Of course, this is probably the most common situation. However, on big wikis like Wikipedia this may be actually possible.

If instead of a constant-moving Last-Modified on each second, the date is moved in constant blocks of $wgSquidMaxage periods, this scenario is not impossible, but more difficult to achieve. It would require those 100 pages to be edited at nearly the same time (this could be caused by a common template edit, though).

The stampede after Varnish/Squid restart is unavoidable. However, it may be recurring at constant intervals in a scenario similar to what I've described.
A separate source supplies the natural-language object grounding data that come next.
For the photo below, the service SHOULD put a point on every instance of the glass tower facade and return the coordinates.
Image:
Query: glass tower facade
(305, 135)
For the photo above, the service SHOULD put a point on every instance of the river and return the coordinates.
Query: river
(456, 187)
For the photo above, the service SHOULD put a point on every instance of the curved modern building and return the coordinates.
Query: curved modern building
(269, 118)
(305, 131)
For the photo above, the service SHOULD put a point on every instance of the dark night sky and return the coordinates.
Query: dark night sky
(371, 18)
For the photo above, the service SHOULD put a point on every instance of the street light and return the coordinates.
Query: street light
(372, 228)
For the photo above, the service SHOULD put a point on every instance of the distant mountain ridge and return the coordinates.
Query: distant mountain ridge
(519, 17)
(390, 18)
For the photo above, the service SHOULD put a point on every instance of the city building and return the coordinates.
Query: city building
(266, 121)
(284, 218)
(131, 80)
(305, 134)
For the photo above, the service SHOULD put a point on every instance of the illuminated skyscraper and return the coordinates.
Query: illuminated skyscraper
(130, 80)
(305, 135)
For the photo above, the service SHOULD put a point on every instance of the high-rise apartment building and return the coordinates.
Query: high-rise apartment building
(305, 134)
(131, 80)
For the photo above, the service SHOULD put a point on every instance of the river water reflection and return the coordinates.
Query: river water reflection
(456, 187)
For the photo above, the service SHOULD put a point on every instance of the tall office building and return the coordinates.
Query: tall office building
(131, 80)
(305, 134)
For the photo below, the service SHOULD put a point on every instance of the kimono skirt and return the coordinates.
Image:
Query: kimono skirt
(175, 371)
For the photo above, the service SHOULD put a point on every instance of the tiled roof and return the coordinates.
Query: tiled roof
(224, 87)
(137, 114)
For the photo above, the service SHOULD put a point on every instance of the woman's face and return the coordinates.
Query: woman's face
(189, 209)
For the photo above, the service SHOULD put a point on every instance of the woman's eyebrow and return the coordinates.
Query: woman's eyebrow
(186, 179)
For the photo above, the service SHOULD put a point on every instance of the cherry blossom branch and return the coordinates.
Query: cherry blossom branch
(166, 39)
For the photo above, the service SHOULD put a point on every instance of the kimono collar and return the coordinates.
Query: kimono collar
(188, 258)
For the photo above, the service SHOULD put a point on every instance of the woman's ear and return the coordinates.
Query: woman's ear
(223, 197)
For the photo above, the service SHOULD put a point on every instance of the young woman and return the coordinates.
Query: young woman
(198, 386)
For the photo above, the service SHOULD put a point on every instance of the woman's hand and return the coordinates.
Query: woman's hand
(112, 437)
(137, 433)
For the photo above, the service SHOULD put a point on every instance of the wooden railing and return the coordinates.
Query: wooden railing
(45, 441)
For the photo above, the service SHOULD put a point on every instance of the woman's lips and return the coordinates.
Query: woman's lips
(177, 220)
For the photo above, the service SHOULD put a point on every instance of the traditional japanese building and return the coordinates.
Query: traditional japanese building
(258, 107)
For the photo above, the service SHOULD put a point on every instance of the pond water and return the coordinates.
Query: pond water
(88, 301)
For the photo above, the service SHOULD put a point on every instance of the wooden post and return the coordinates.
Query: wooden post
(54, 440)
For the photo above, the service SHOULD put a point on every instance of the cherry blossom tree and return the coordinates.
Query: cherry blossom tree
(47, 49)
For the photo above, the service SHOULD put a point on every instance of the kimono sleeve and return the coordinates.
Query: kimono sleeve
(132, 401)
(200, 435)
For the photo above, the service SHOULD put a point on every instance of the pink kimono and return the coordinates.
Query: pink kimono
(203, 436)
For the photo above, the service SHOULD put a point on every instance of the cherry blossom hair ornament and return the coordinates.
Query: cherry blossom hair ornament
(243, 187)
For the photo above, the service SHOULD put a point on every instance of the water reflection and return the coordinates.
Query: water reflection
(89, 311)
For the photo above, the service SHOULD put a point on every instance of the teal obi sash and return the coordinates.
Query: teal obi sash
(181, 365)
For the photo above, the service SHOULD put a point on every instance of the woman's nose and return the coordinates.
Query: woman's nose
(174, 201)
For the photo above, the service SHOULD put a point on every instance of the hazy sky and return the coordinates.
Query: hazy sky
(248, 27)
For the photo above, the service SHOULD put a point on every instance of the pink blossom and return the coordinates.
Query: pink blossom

Change 427919 merged by jenkins-bot:
[mediawiki/core@master] OutputPage: Factor out CdnCacheEpoch logic and cover with tests

https://gerrit.wikimedia.org/r/427919

@Ciencia_Al_Poder The idea of spreading out the expiry, based on either randomness or based on the page's last modified timestamp, makes sense. However, I don't see how changing the Last-Modified timestamp would change the fact that the 100 objects will still expire after 5 hours due to the s-maxage set, and if those 100 objects are requested again after that, they will still result in 100 requests to MW.

To achieve what you describe, it seems to me like you'd want to nudge the maxage value.
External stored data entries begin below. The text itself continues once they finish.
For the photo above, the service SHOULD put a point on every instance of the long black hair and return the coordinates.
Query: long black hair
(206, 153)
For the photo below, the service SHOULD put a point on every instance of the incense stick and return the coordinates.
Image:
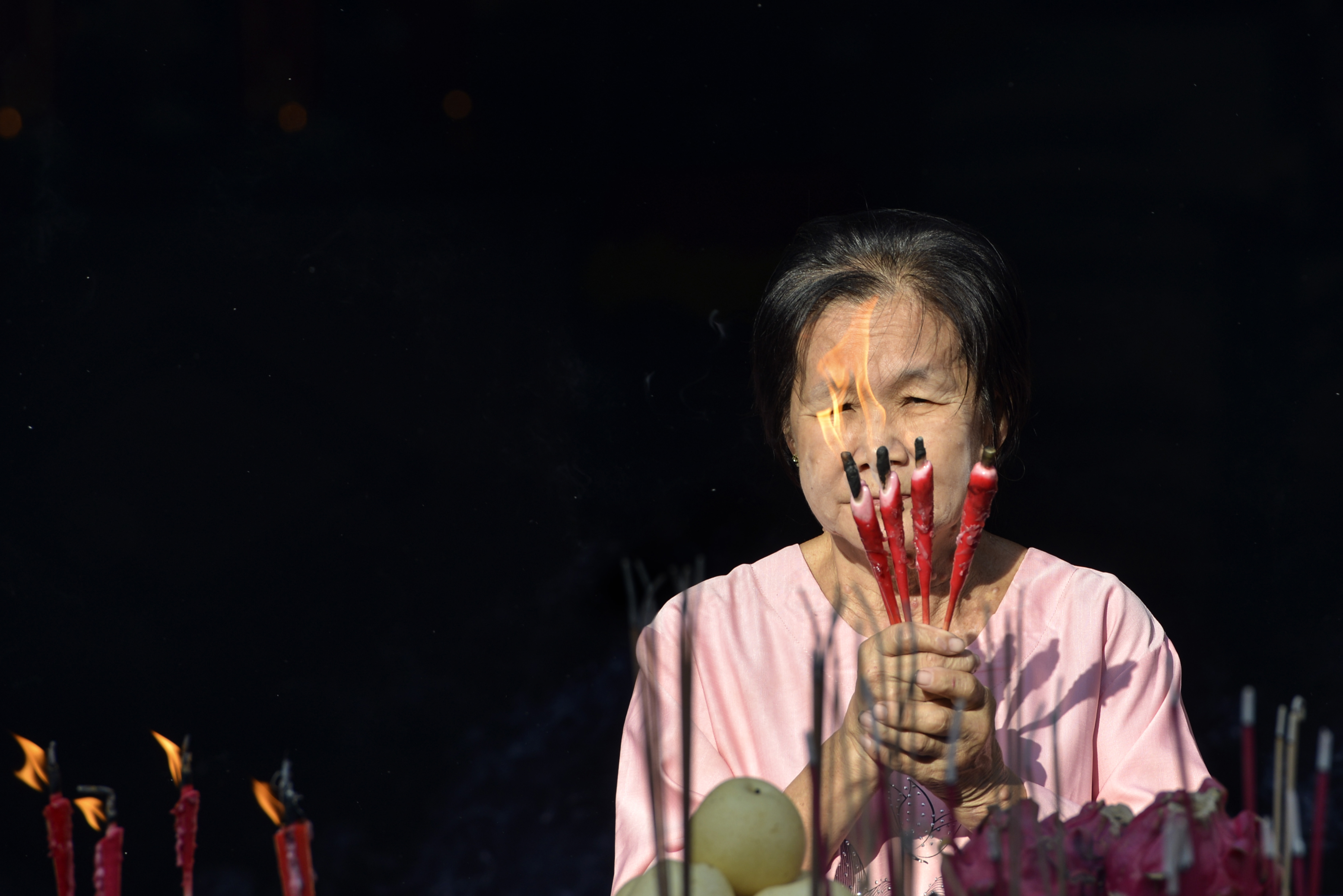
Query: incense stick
(1248, 749)
(1323, 762)
(1294, 725)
You're right about also changing maxage

This normally shouldn't be a long-term problem, because the cache should not be completely cleared or expired in normal operation. If the cache is cleared one time, then you'll have cache stampedes after the first couple of $wgSquidMaxage periods, but it should even out over time due to the randomness of request distribution.
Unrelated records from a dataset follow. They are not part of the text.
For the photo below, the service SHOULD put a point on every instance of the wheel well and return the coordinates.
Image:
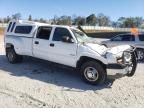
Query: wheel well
(85, 59)
(8, 45)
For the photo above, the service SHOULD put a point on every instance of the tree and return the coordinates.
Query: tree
(79, 20)
(130, 22)
(55, 19)
(91, 20)
(103, 20)
(30, 18)
(16, 16)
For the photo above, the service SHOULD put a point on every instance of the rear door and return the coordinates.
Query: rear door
(41, 42)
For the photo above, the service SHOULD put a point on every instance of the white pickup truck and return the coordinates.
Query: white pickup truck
(68, 46)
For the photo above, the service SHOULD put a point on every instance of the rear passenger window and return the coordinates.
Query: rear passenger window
(141, 37)
(23, 29)
(44, 32)
(13, 26)
(9, 26)
(59, 33)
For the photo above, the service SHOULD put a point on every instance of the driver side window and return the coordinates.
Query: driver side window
(59, 33)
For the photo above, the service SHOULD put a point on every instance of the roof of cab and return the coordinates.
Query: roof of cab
(37, 23)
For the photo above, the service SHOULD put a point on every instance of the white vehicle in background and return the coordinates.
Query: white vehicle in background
(67, 46)
(128, 39)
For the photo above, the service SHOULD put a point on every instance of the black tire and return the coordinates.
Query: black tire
(12, 56)
(134, 66)
(105, 45)
(140, 54)
(100, 75)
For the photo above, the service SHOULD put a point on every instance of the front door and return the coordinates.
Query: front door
(62, 52)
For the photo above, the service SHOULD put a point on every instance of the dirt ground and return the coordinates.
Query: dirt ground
(40, 84)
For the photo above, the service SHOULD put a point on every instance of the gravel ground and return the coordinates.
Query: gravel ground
(40, 84)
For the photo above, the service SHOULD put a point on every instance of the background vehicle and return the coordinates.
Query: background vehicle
(67, 46)
(128, 39)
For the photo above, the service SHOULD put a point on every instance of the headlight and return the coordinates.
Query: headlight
(127, 56)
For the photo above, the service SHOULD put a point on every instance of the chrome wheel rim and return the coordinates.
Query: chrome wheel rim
(140, 55)
(91, 74)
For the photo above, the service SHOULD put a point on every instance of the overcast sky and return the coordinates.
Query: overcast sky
(49, 8)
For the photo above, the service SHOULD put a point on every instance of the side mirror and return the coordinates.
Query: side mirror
(67, 39)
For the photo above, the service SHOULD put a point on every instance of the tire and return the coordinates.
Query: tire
(140, 53)
(133, 66)
(93, 72)
(12, 56)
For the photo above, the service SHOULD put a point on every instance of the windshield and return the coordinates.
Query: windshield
(81, 37)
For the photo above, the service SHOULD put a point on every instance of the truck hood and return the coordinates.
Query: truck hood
(102, 50)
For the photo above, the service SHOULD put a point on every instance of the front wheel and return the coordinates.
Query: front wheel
(140, 53)
(93, 73)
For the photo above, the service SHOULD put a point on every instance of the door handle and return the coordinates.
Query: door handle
(52, 44)
(36, 42)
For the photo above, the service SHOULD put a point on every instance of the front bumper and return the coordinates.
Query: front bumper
(121, 62)
(115, 66)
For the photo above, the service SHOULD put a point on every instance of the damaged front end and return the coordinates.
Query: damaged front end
(122, 57)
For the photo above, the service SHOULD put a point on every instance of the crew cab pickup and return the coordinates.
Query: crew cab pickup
(67, 46)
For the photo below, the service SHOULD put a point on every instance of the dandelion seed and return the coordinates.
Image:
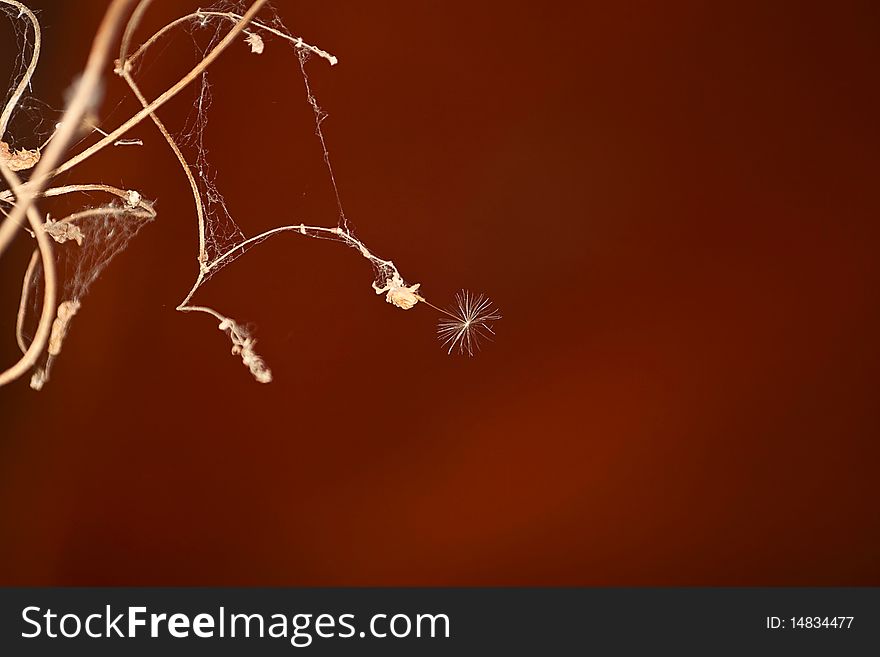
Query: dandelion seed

Put it this way: if your site can't function with an empty cache, then you have to make sure your cache is never emptied even without this issue. If it can function with an empty cache, you'll survive a few cache stampedes. It's not the end of the world.

If this is actually a real-world problem for anyone, then the right fix is making the maxage random, not fiddling with Last-Modified.

As I understand it, Last-Modified constantly moving behind the scenes should not matter because there is maxage involved. A browser or cache proxy is not meant to revalidate upon every request. That would only make sense if maxage=0 was set. Given maxage is generally set to wgSquidMaxage this means the cache proxy will (and should) blindly use this for that amount of time. Then after that, it will check in again.

The reason the wgSquidMaxage factor was added to the list of timestamps is to ensure that untracked variation of page views roll over within the wgSquidMaxage time period. For example, when making changes to the skin layout, or changing site configuration variables, or adding/removing extensions; you can assume that after wgSquidMaxage has passed, all objects in your cache proxy have rollover at least once and no longer qualify for renewal without regenerating/retransferring from a backend first.

If you are finding that there are significant peaks and have ideas for avoiding those, or if you do find constant renewal within a short period for the same unchanged pages, then please do re-open or file a new task, as that is not meant to happen indeed indeed.